I've always heard the expression "Practice Makes Perfect," and, being a borderline perfectionist, generally try (and fail) to apply that saying to many aspects of my life.
Over the years, I've had to learn to let that expectation of perfection go. I'm never going to be the perfect wife, or mother, or human being, though I will continue to try my best.
Now, I think I am finally ready to admit that I need to stop trying to apply this to my writing. It's never going to be perfect. Even if my next book hits the NYT Bestseller list and outsells the entire Harry Potter and Twilight series put together....I'm still going to open that book one day and find something I want to change.
It will never be perfect.
And that's okay. It doesn't need to be perfect. It needs to be publishable.
How do I make it publishable?
Practice. Writing more and more. Taking my next WIP and the WIP after that and the WIP after that, and pouring my heart, soul, and sweat into them. Hard work, revisions, more hard work, more revisions, confidence, persistence, faith, more hard work, and more revisions.
Very few people sell the first thing they've ever written. A first novel, maybe. But I bet they've written short stories or poetry or essays or something else before. At the very least, they've rewritten that first novel within an inch of its life.
I've known people who have let this idea of perfection paralyze them to the point that they refuse to query a wonderful book because they don't think it's ready. They let this unobtainable goal keep them from sharing their incredible stories.
There's no such thing as perfection - especially when it comes to our writing. What one person thinks is perfect, someone else is going to hate. And what we think is perfect now, we may cut without hesitation six months later.
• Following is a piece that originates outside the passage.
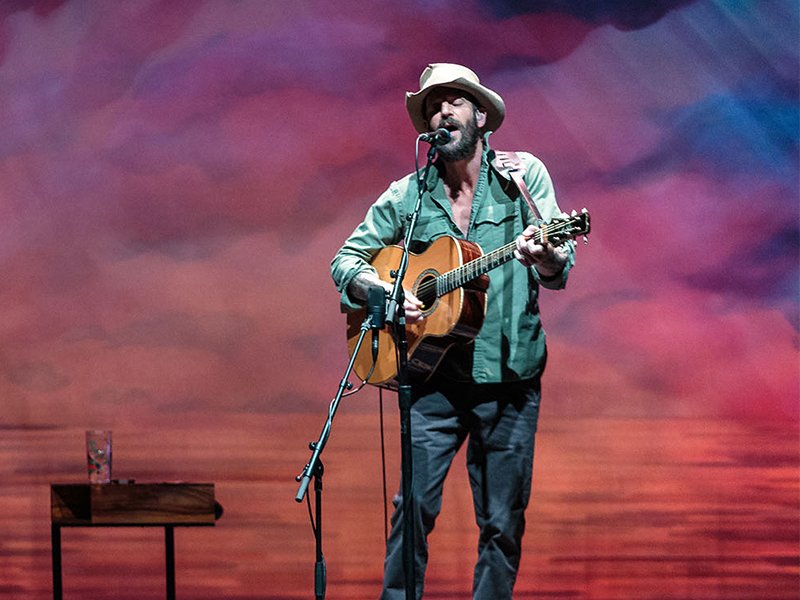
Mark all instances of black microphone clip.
[367,285,386,361]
So, should we give up altogether?
Practice. Keep writing. Shelve it all if you need to, but keep writing.
Practice may not make it perfect. But it will make it publishable.
What are your thoughts? Do you practice to make perfect? Do you still hold on to the dream that someday that book of yours will stand as a shining example of literary perfection? Or have you come to the conclusion that something may be excellent, but there's no such thing as perfect?
Do you strive for perfection, or for publication? Or something else entirely?